Commentary: Home Capital situation a by-product of real estate uncertainty

Markets observer outlines the variegated factors that have contributed to the alternative lender’s current struggles

Commentary: Home Capital situation a by-product of real estate uncertainty

Home Capital’s present difficulties might be less about the company’s failings and more about the fundamental doubts surrounding the current business model for Canadian subprime lending, according to a veteran analyst.

In a recent piece for CBC News, markets observer Don Pittis saidthat the alternative lender’s crisis could have been better timed, in the wake of various federal and provincial-level moves to moderate the residential real estate market.

“Anyone worrying about whether a soaring market is a bubble waiting to pop must be on the constant lookout for the trigger that could bring the market down.

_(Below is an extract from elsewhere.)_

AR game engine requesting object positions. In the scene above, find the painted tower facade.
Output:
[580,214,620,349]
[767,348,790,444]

That’s because, historically, markets can continue to climb while containing the seeds of their own destruction,” Pittis wrote.

“Many of us in the media have been warning of an overheated Canadian property market for so long that homeowners, potential buyers and companies profiting from real estate have every reason to be skeptical,” he added. “In the case of Home Capital, the OSC announcement in April that it was going to proceed against the company may have been the trigger…”

In addition, Pittis explained that several other factors came into play, ultimately resulting into a volatile concoction that is now threatening to spread to the rest of the Canadian financial system.

“One was that [Home Capital] raised its mortgage funding from depositors through its banking division. The other is the curse of all lenders suffering from a run: fractional-reserve lending,” the analyst said. “As Home Capital shares began to slide, it was not just shareholders who began to unload. Depositors began to pull their money out.”

“Underlying Home Capital's decline is its position at the bottom end of the mortgage market,” Pittis emphasized. “Canadians are notoriously good at paying off their mortgages. However, by definition subprime lenders, who give out mortgages to people the big banks have rejected, would be first to suffer in a property downturn.”

Fortunately, not all is lost for the lender, as no signs of a major real estate crash are visible at the moment.

“If the Canadian property market continues to rise, the portfolio of mortgages held by Home Capital is as sound as it was two months ago,” Pittis stated, noting that the company can begin taking the road to recovery if it “can stop the hemorrhaging of its capital.”

“But if the company continues to weaken and fail, leaving its borrowers without an alternative source of money when their mortgages come due, Home Capital could itself become the trigger of larger real estate decline.”